A guide to customizing authorization via user.yaml in Gen3

Introduction

The user.yaml file is one way to get authorization information into Gen3. It is ingested via Fence's usersync script. The format of this file is tightly coupled with the notions of resource, role and policy as defined by Gen3's policy engine, Arborist.

For Gen3 Data Commons that do not use Arborist or that use the Google Data Access method of Google Service Account Registration, refer to the Deprecated format section.

In a fully deployed Gen3 Commons using Cloud Automation, the user.yaml file is usually hosted in S3 and configured via the global.useryaml_s3path setting of the Gen3 Data Commons manifest:

{
  "global": {
    "useryaml_s3path": "s3://bucket-name/path/to/user.yaml",
    ...
  },
  ...
}

A template, ready-to-use user.yaml file can be found here.

When updating your user.yaml file, you should use the gen3users CLI to validate it before use.

Format

Note that the user.yaml example below is minimal, as the goal is only to describe its structure. For a working user.yaml file that contains everything needed to get started, refer to the base user.yaml instead.

authz:
  # policies automatically given to anyone, even if they are not authenticated
  anonymous_policies:
  - open_data_reader

  # policies automatically given to authenticated users (in addition to their other policies)
  all_users_policies: []

  # each group can contain multiple policies and multiple users
  groups:
  - name: program1_readers
    policies:
    - program1_reader
    users:
    - username1@domain.com

  # resource tree
  resources:
  - name: open
  - name: programs
    subresources:
    - name: program1

  # each policy can contain multiple roles and multiple resources
  policies:
  - id: open_data_reader
    role_ids:
    - reader
    - storage_reader
    resource_paths:
    - /open
  - id: program1_reader
    description: Read access to program1
    role_ids:
    - reader
    - storage_reader
    resource_paths:
    - /programs/program1
  - id: program1_indexd_admin
    description: Admin access to program1
    role_ids:
    - indexd_admin
    resource_paths:
    - /programs/program1

  # currently existing methods are `read`, `create`, `update`,
  # `delete`, `read-storage` and `write-storage`
  roles:
  - id: reader
    permissions:
    - id: reader
      action:
        method: read
        service: '*'
  - id: storage_reader
    permissions:
    - id: storage_reader
      action:
        method: read-storage
        service: '*'
  - id: creator
    permissions:
    - id: creator
      action:
        method: create
        service: '*'
  - id: indexd_admin
    permissions:
    - id: indexd_admin
      action:
        method: '*'
        service: indexd

# OIDC clients
clients:
  client1:
    policies:
    - open_data_reader

# all users must be defined here, even if they are not granted
# any individual permissions outside of the groups they are in.
# additional arbitrary information can be added in `tags`.
users:
  username1@domain.com: {}
  username2:
    tags:
      name: John Doe
      email: johndoe@domain.com
    policies:
    - program1_reader

The resource tree contains, among other resources, the programs and projects created via Sheepdog. If you created a program { "name": "program1" } and a project { "name": "project1", "dbgap_accession_number": "phs1", "code": "P1" }, your resource tree should contain the following:

  resources:
  - name: programs
    subresources:
    - name: program1
      subresources:
      - name: projects
        subresources:
        - name: P1

Policies would refer to this resource as /programs/program1/projects/P1.

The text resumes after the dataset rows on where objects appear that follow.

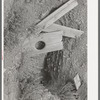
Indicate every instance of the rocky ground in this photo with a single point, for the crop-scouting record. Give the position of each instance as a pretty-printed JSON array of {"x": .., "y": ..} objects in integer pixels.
[{"x": 48, "y": 76}]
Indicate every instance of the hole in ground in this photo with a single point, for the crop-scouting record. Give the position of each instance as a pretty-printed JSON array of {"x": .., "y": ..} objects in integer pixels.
[{"x": 40, "y": 45}]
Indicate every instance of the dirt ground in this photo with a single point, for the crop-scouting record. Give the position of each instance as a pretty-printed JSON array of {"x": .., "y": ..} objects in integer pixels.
[{"x": 50, "y": 75}]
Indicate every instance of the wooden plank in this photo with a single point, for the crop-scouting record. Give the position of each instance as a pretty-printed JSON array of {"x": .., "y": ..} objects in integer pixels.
[
  {"x": 68, "y": 32},
  {"x": 53, "y": 42},
  {"x": 77, "y": 81},
  {"x": 49, "y": 20}
]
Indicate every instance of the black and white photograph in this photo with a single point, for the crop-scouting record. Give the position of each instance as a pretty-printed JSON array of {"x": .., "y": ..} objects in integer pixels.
[{"x": 45, "y": 50}]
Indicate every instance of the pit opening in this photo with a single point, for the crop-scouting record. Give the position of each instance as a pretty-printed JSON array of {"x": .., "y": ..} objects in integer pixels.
[{"x": 40, "y": 45}]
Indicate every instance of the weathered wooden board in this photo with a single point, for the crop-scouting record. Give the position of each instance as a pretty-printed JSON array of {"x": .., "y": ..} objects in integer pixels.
[
  {"x": 77, "y": 81},
  {"x": 49, "y": 20},
  {"x": 53, "y": 42},
  {"x": 82, "y": 91},
  {"x": 68, "y": 32}
]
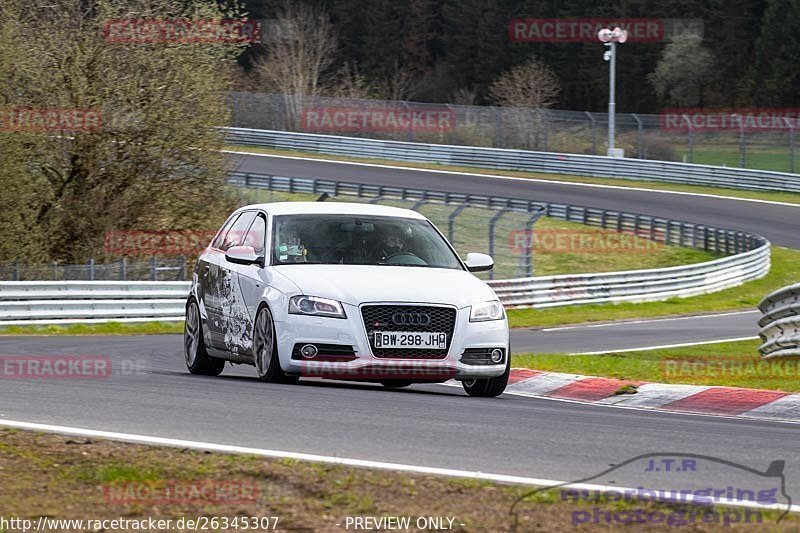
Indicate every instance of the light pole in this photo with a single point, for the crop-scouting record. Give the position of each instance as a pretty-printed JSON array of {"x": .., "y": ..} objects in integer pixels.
[{"x": 610, "y": 38}]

There are several ways to attach a policy to a user:

In the users section, under the appropriate username, in the list of policies;
In the groups section, add the username to the group's users and the policy to the group's policies;
In the anonymous_policies group, add policies that anyone should have (there is no need to set specific usernames in this case);
In the all_users_policies group, add policies that all logged in users should have (there is no need to set specific usernames in this case).

Policies can also be attached to Fence OIDC clients in the clients section. Use the client's name (not client_id) to grant access to a client.

Programs and projects CRUD access

{"message":"You don't have access to this resource: Unauthorized: User must be Sheepdog program admin"}

If you are using Arborist and you get this error message when trying to create a program or a project, you need to add the following to your user.yaml file and grant the services.sheepdog-admin policy to admin users:

resources:

    - name: services
      subresources:
        - name: sheepdog
          subresources:
            - name: submission
              subresources:
                - name: program
                - name: project

role:

    # Sheepdog admin role
    - id: sheepdog_admin
      description: sheepdog admin role for program project crud
      permissions:
        - id: sheepdog_admin_action
          action:
            service: sheepdog
            method: '*'

policy:

    - id: services.sheepdog-admin
      description: CRUD access to programs and projects
      role_ids:
        - sheepdog_admin
      resource_paths:
        - /services/sheepdog/submission/program
        - /services/sheepdog/submission/project

Notes

While Arborist itself allows granular and inherited access through use of its resource tree / paths, granular access control beyond the program and project in the current Gen3 graph is not supported at the moment.
Arborist does not support policies granting access to a root resource /.

Deprecated format

The global cloud_providers and groups sections are deprecated.

The users.admin flag used below is the deprecated way of granting program and project CRUD access.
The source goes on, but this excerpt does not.